For j = 2 To LastCol
CellData = Trim(ActiveSheet.Cells(i, j).Value)
Write #Filenum, CellData
Next j
Close #Filenum
Next i
MsgBox ("Done")
End Sub
My another 5 cents: perhaps it means to consider going to Excel/VBA forum for help to automate the process of exporting the rows of a butch of Excel files…
@ngan I must to say many thanks.
In these days, that everything could be hard and difficult, we find nice people that do you well to help us.
@rmschne I will keep in mind your suggestion. I understood that I need time to know well about “data munging” but should be great to learn it in a soon future.
@GordonMeyer I used textsoap for another topic and it works very well.
The VBA (sorry that I used to be able to do way better than this 20 years ago )
Sub toFile()
Dim FilePath As String, CellData As String, LastCol As Long, LastRow As Long
Dim Filenum As Integer
Dim theFileName As String
LastCol = ActiveSheet.UsedRange.SpecialCells(xlCellTypeLastCell).Column
LastRow = ActiveSheet.UsedRange.SpecialCells(xlCellTypeLastCell).Row
For i = 3 To LastRow
theFileName = ThisWorkbook.Name & " - " & ActiveSheet.Cells(1, 1).Value & " - " & Trim(ActiveSheet.Cells(i, 1).Value)
FilePath = "/Users/username/Desktop/TestFolder2" & "/" & theFileName & ".txt"
Filenum = FreeFile
Open FilePath For Output As Filenum
CellData = ""
For j = 2 To LastCol
CellData = ActiveSheet.Cells(2, j).Value & ":"
Print #Filenum, CellData
CellData = Trim(ActiveSheet.Cells(i, j).Value) & vbCrLf
Print #Filenum, CellData
Next j
Close #Filenum
Next i
MsgBox ("Done")
End Sub
I want to rename all files in a database.
The second line is the title that I wish as a new filename.
But:
some titles are so big
some titles have special characters as + or /
Is it possible to create a way to rename it, using an automatic command or script that:
select the second line of a markdown file as its name
limit this filename into 30 characters or 8 words (for e.g.)

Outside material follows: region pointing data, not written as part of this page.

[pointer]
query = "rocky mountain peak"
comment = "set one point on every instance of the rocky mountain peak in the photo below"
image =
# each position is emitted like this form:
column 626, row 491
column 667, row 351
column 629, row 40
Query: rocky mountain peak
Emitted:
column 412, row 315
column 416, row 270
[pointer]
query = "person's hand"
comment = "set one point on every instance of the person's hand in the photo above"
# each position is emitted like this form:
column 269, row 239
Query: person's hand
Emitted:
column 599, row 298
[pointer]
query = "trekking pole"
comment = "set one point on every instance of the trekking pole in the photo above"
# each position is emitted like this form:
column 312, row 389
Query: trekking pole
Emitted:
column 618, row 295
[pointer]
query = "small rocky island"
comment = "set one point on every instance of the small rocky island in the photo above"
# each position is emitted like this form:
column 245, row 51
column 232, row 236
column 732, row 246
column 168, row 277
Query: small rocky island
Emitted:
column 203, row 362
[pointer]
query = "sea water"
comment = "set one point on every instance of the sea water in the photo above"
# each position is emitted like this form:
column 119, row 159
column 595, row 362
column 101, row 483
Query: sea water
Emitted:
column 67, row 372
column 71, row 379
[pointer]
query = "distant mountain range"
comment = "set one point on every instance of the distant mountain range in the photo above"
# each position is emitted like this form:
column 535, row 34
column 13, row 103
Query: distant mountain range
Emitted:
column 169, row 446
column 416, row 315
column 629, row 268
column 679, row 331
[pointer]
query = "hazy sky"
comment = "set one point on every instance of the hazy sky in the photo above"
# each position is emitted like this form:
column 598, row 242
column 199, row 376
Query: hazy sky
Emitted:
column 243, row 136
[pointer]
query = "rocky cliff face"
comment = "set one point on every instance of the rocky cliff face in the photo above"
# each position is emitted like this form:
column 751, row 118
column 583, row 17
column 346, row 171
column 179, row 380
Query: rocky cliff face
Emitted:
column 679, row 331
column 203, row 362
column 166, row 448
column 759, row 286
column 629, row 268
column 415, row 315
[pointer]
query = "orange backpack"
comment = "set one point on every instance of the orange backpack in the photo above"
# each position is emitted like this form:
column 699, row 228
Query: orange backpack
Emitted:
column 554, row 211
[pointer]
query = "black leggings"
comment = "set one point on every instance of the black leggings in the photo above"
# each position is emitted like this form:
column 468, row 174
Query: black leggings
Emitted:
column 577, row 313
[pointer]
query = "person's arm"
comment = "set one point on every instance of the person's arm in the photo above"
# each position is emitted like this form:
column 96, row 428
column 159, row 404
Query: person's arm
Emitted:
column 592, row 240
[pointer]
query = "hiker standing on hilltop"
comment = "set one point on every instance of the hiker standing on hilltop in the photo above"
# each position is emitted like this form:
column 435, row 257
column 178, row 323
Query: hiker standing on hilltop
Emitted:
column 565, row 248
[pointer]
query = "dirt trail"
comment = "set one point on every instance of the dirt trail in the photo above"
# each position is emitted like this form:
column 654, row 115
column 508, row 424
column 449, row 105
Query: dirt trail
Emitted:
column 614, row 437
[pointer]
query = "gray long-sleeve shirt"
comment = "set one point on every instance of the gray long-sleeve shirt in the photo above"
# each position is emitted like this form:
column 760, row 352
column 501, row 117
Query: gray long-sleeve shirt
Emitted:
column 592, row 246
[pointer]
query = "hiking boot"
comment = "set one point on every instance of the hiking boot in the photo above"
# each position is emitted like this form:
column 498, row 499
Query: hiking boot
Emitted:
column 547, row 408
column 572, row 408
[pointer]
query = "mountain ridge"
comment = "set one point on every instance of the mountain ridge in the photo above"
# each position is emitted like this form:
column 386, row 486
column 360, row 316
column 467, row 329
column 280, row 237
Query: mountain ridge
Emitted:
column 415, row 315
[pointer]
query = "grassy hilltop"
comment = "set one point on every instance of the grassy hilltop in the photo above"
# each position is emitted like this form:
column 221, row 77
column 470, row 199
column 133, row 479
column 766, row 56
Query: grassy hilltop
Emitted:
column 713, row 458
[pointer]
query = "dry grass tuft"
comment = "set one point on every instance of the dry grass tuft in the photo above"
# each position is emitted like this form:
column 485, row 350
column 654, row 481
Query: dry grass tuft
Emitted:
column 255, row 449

original name: Method and apparatus of three-dimensional printing and electronic apparatus
text to use to rename: Method and apparatus of three-dimensional printing
There might be a better/more elegant way to script, and I haven’t tested the scripts extensively.
For words.
on performSmartRule(theRecords)
tell application id "DNtp"
repeat with theRecord in theRecords
set theText to plain text of theRecord
set theName to paragraph 2 of theText
set theWordCount to count (every word of theName)
if theWordCount > 8 then
tell application "TextEdit" to set AppleScript's text item delimiters to " "
set name of theRecord to (words 1 thru 8 of theName) as string
tell application "TextEdit" to set AppleScript's text item delimiters to ""
else
set name of theRecord to theName
end if
end repeat
end tell
end performSmartRule
For characters
on performSmartRule(theRecords)
tell application id "DNtp"
repeat with theRecord in theRecords
set theText to plain text of theRecord
set theName to paragraph 2 of theText
set theCount to count theName
if theCount > 30 then
set name of theRecord to texts 1 thru 30 of theName
else
set name of theRecord to texts 1 thru -1 of theName
end if
end repeat
end tell
end performSmartRule
I don’t know how to deal with special character, not familiar with regex.